Oracle also sees the importance of engaging employees and managers on a routine basis to increase the efficiency of their interactions. Oracle previewed what appears to be a Fusion employee and manager self-service set of applications. I liked what I saw but I am not sure when the company plans to release this, but competitors such as SAP, Workday and even Salesforce, with its Work.com and Do.com, already have similar existing approaches in the cloud today. Oracle also showed the future expansion of its footprint in traditional workforce management, where worker time and absence are tracked no matter whether they are salaried or hourly employees. This expansion beyond what Oracle already offers in Fusion HCM today, informed by its experience with previous Oracle and Peoplesoft approaches, is critical to helping the company stay competitive, and could be especially useful as organizations blend their focus on talent and workforce management together.

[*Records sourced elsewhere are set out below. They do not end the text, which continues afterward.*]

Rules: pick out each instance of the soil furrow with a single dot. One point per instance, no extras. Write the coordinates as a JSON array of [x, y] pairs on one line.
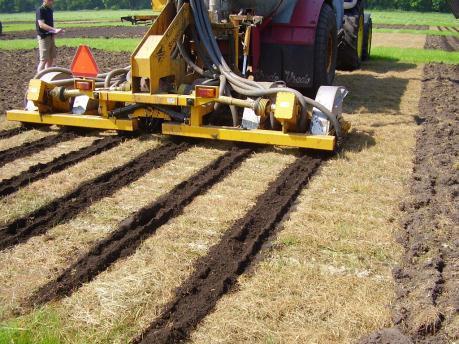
[[68, 206], [5, 134], [446, 43], [40, 171], [30, 148], [216, 273], [426, 308], [135, 229]]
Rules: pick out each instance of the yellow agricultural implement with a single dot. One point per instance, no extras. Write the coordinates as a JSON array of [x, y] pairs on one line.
[[179, 83]]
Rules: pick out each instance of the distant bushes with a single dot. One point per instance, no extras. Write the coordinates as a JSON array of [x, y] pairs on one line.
[[7, 6]]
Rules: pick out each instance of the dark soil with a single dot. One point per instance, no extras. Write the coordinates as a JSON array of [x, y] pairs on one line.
[[70, 205], [4, 134], [216, 273], [447, 43], [40, 171], [30, 148], [448, 28], [86, 32], [426, 309], [19, 66], [401, 27], [135, 229]]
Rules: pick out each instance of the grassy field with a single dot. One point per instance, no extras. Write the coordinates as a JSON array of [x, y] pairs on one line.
[[418, 32], [413, 18], [67, 19], [103, 15], [13, 27], [327, 276], [410, 55]]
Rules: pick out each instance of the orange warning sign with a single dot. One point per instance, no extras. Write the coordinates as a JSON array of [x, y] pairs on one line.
[[84, 64]]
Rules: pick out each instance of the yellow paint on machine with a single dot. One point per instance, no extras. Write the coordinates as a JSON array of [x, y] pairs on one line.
[[85, 121], [252, 136]]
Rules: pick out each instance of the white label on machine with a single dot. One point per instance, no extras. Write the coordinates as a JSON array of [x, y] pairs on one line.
[[250, 120], [80, 105], [320, 125]]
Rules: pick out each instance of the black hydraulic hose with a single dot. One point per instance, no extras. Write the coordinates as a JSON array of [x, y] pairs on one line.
[[244, 86], [120, 112]]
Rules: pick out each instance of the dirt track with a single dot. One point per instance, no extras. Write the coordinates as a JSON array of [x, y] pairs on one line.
[[427, 305], [132, 231], [41, 171], [446, 43], [216, 273], [4, 134], [81, 32], [18, 67], [68, 206]]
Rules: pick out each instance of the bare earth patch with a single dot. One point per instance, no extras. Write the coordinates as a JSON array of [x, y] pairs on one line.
[[327, 276]]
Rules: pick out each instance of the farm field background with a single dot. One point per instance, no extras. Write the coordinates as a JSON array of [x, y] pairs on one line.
[[324, 274]]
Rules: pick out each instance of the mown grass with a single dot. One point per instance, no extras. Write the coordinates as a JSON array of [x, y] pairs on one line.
[[415, 55], [419, 32], [102, 15], [413, 18], [129, 44], [13, 27], [40, 327]]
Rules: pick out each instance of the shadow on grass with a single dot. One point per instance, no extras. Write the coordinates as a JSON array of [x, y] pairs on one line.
[[385, 64]]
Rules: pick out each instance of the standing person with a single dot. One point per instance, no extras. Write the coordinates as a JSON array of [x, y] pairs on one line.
[[45, 34]]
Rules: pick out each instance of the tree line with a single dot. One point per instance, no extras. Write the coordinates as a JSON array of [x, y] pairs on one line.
[[9, 6]]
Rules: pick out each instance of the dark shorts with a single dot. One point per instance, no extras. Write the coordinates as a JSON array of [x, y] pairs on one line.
[[47, 48]]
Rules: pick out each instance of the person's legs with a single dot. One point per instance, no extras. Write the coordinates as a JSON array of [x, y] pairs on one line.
[[44, 48], [52, 53]]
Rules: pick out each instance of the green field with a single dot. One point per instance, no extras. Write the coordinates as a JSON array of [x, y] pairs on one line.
[[419, 32], [129, 44], [24, 21], [102, 15], [413, 18]]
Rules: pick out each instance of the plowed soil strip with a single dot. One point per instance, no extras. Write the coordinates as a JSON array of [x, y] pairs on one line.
[[40, 171], [30, 148], [68, 206], [216, 273], [446, 43], [135, 229], [4, 134]]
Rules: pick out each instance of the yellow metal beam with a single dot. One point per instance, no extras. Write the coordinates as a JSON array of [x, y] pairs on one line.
[[85, 121], [269, 137]]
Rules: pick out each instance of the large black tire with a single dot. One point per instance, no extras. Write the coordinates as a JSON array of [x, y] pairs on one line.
[[325, 49], [350, 47], [367, 37]]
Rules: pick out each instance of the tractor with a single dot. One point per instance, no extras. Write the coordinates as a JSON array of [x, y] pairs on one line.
[[355, 36], [237, 70]]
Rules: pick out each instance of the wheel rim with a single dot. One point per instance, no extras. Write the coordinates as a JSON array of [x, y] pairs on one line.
[[329, 52], [360, 37]]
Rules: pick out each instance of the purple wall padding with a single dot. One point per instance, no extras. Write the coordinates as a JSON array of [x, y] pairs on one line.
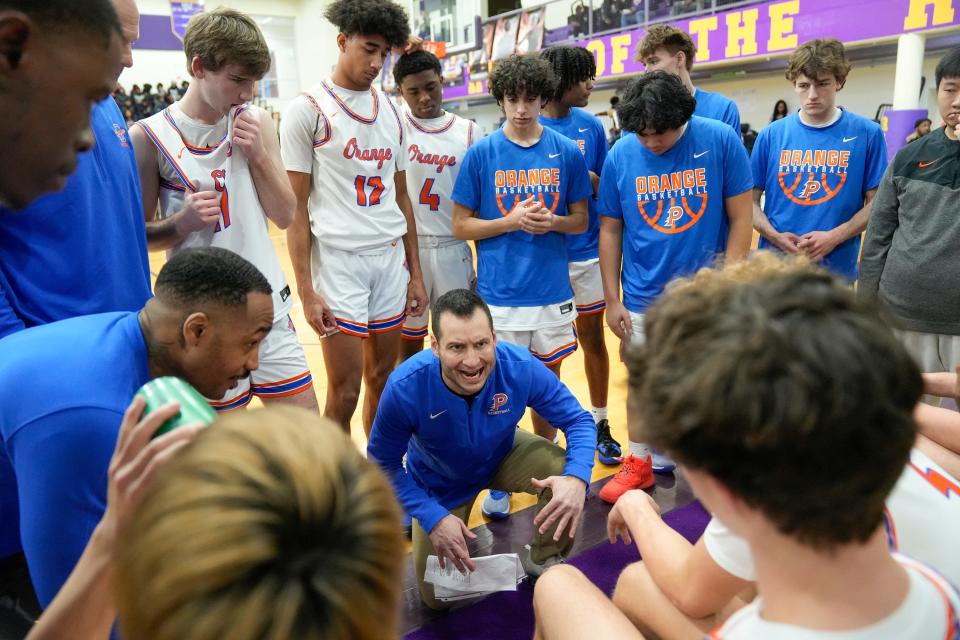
[[899, 124], [156, 32]]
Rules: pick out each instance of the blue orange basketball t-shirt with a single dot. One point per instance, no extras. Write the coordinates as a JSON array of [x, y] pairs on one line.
[[586, 131], [672, 205], [519, 269], [717, 107], [814, 178]]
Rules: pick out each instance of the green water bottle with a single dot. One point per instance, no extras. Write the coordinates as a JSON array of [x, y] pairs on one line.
[[193, 407]]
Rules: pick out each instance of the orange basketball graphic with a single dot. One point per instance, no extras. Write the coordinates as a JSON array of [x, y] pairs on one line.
[[811, 187], [517, 198], [677, 216]]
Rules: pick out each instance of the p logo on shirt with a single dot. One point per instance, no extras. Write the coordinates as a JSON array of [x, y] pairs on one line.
[[812, 177], [499, 401], [673, 202]]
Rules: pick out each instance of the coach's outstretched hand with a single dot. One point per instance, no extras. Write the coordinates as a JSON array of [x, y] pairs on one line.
[[416, 297], [318, 314], [618, 319], [449, 540], [566, 506]]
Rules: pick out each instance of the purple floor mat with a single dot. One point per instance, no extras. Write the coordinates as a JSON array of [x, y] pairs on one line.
[[508, 615]]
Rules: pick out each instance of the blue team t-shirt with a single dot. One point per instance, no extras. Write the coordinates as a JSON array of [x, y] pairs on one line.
[[453, 447], [672, 205], [717, 107], [83, 250], [64, 388], [519, 269], [815, 178], [586, 131]]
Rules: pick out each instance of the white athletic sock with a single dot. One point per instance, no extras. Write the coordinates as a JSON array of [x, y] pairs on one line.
[[639, 449], [599, 413]]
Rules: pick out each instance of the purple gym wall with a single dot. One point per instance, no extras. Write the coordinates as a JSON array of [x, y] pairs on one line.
[[770, 28]]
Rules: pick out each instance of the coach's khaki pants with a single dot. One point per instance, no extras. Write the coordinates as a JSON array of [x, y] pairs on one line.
[[531, 457]]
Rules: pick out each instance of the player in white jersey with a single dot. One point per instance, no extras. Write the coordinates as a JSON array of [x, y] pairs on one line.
[[213, 164], [344, 149], [801, 479], [436, 142]]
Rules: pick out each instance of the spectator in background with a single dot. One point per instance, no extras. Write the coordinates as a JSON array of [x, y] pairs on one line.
[[614, 131], [920, 128], [780, 111]]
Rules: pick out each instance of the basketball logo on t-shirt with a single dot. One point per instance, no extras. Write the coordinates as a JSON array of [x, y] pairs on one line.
[[672, 202], [523, 183], [811, 177]]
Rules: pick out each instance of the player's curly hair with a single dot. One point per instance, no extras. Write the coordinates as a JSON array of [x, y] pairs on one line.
[[517, 75], [571, 65], [370, 17], [411, 63], [816, 57], [656, 100], [751, 372]]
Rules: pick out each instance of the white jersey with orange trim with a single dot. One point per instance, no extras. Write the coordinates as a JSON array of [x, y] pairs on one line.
[[352, 144], [435, 150], [193, 157], [928, 612]]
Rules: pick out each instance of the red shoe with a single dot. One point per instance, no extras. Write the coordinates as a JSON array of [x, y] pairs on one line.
[[635, 473]]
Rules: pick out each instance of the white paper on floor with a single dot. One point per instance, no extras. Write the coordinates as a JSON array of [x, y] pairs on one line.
[[499, 572]]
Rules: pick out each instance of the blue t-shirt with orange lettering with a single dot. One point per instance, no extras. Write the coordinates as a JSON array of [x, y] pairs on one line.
[[672, 205], [815, 178], [519, 269], [586, 131]]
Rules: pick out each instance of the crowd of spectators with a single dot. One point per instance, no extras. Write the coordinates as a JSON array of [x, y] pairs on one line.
[[142, 102]]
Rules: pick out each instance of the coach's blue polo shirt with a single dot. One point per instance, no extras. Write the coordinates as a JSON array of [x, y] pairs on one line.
[[454, 448], [64, 388]]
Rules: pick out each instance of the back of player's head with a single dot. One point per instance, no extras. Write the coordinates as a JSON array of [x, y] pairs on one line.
[[223, 37], [460, 303], [825, 55], [775, 379], [571, 65], [949, 66], [269, 524], [669, 38], [370, 17], [519, 75], [96, 18], [657, 100], [208, 275], [411, 63]]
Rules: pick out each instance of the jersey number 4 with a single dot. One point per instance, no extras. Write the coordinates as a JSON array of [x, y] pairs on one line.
[[376, 190], [432, 200], [219, 183]]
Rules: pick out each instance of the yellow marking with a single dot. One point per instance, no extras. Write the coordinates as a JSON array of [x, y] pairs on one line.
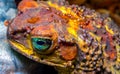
[[73, 24], [109, 30], [63, 9], [118, 53], [95, 36]]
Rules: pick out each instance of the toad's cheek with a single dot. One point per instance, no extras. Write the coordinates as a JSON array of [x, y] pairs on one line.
[[68, 52]]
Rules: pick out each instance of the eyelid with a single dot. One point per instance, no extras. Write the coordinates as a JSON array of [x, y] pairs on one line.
[[49, 49]]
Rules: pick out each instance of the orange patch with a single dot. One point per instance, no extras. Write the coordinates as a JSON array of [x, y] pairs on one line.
[[33, 20], [26, 4]]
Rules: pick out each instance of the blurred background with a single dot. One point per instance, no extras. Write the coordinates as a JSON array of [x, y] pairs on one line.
[[108, 7], [14, 63]]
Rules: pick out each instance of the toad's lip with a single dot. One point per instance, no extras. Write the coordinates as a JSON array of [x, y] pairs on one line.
[[29, 53]]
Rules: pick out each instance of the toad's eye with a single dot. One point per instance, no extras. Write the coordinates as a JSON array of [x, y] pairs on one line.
[[41, 44]]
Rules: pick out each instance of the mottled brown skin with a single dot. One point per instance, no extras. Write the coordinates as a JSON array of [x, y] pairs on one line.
[[68, 53]]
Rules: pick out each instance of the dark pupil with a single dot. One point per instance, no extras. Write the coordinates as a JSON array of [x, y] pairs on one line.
[[40, 42]]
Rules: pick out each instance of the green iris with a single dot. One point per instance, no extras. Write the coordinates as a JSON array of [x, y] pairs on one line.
[[41, 44]]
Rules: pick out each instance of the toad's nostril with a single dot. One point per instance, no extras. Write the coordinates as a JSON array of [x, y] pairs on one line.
[[68, 52]]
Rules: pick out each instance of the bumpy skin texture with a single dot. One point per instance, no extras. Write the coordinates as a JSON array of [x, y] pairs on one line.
[[83, 41]]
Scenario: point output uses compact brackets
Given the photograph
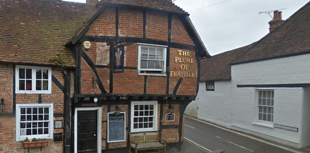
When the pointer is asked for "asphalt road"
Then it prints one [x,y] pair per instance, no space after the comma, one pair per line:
[213,138]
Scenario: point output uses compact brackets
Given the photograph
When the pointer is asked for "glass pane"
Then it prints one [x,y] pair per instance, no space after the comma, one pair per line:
[35,110]
[136,107]
[21,84]
[45,74]
[23,118]
[46,110]
[22,73]
[22,110]
[151,64]
[144,64]
[40,131]
[38,85]
[45,85]
[40,110]
[28,85]
[38,74]
[45,130]
[28,74]
[146,125]
[29,118]
[28,131]
[22,125]
[29,111]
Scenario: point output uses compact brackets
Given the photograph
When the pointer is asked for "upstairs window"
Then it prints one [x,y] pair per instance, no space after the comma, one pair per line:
[210,85]
[152,59]
[33,79]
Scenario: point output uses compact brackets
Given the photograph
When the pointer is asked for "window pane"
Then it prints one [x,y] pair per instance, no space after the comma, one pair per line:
[45,74]
[38,74]
[28,74]
[28,85]
[21,84]
[45,85]
[38,85]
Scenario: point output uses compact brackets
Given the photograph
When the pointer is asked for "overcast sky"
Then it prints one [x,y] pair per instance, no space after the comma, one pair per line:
[225,25]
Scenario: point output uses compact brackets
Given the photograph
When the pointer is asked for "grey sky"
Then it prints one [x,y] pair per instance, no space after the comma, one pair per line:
[224,25]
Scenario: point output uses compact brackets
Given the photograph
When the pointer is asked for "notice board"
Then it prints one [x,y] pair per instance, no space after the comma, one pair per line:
[116,127]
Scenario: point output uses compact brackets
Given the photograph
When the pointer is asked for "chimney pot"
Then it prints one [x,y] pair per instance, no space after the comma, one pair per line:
[91,2]
[277,20]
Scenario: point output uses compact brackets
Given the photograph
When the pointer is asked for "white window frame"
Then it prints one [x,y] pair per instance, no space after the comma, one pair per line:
[163,71]
[33,79]
[19,137]
[261,122]
[155,103]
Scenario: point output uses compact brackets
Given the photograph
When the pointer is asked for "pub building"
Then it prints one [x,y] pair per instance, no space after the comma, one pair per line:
[88,77]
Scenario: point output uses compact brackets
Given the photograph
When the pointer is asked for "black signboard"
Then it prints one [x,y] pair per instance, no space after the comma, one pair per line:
[116,127]
[119,59]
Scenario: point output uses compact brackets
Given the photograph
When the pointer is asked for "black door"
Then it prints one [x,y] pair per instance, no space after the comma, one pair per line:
[87,131]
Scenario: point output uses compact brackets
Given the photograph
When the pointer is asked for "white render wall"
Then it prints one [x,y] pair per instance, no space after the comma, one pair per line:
[237,107]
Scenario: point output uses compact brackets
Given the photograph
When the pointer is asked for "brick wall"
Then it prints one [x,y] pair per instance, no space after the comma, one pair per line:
[8,142]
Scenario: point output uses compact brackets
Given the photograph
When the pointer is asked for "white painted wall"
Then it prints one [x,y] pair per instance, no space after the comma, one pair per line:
[237,107]
[215,106]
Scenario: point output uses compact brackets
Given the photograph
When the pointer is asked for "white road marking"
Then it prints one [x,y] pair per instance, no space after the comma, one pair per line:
[235,144]
[190,126]
[200,146]
[263,141]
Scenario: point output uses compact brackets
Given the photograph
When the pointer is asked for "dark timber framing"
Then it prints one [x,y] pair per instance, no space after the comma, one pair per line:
[14,93]
[274,85]
[113,39]
[93,67]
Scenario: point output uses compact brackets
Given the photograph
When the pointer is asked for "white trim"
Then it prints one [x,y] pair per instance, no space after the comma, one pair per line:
[99,127]
[33,91]
[163,71]
[109,129]
[51,124]
[155,103]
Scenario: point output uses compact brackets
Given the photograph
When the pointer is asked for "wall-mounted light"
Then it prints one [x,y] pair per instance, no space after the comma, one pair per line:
[95,100]
[2,105]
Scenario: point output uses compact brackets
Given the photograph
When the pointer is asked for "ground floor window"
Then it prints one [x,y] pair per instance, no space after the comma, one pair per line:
[143,116]
[265,105]
[34,121]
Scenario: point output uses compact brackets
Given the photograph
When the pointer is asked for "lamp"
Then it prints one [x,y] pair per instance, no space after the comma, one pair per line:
[2,104]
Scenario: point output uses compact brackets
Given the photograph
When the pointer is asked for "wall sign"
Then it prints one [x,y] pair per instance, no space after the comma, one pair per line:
[170,117]
[185,62]
[284,127]
[119,59]
[116,127]
[86,44]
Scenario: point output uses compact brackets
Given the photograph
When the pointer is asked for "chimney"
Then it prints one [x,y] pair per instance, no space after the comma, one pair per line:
[91,2]
[277,20]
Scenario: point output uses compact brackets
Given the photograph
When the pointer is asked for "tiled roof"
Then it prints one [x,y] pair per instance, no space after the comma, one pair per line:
[165,5]
[291,38]
[218,68]
[35,31]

After two days of Oracle and customer sessions, along with a visit to the demonstration stands in the exposition area, it was clear that Oracle has made an important change in its approach to the market and its executive-level commitment to Fusion Applications. I saw more dialogue with partners to complement its applications, and many announcements, including Oracle’s on partners in Fusion CRM, who were also visible during presentations and demonstrations.
Oracle largest challenge is marketing to a business audience and being seen as a friendly and effective supplier of business applications. Businesses that have established relationships with other cloud computing application providers will not be easy to gain as customers just because Oracle is Oracle or their IT departments say it is a good idea.
Oracle Fusion is worth your consideration whether you are considering a move to cloud computing or still run applications on-premises or use a hybrid approach which provides more choices to customers than just a cloud computing only approach. We are now in a renaissance of business driving what it needs from business applications, and vendors that convince business they can be trusted will be at the center of a new world of cloud, mobile and social computing.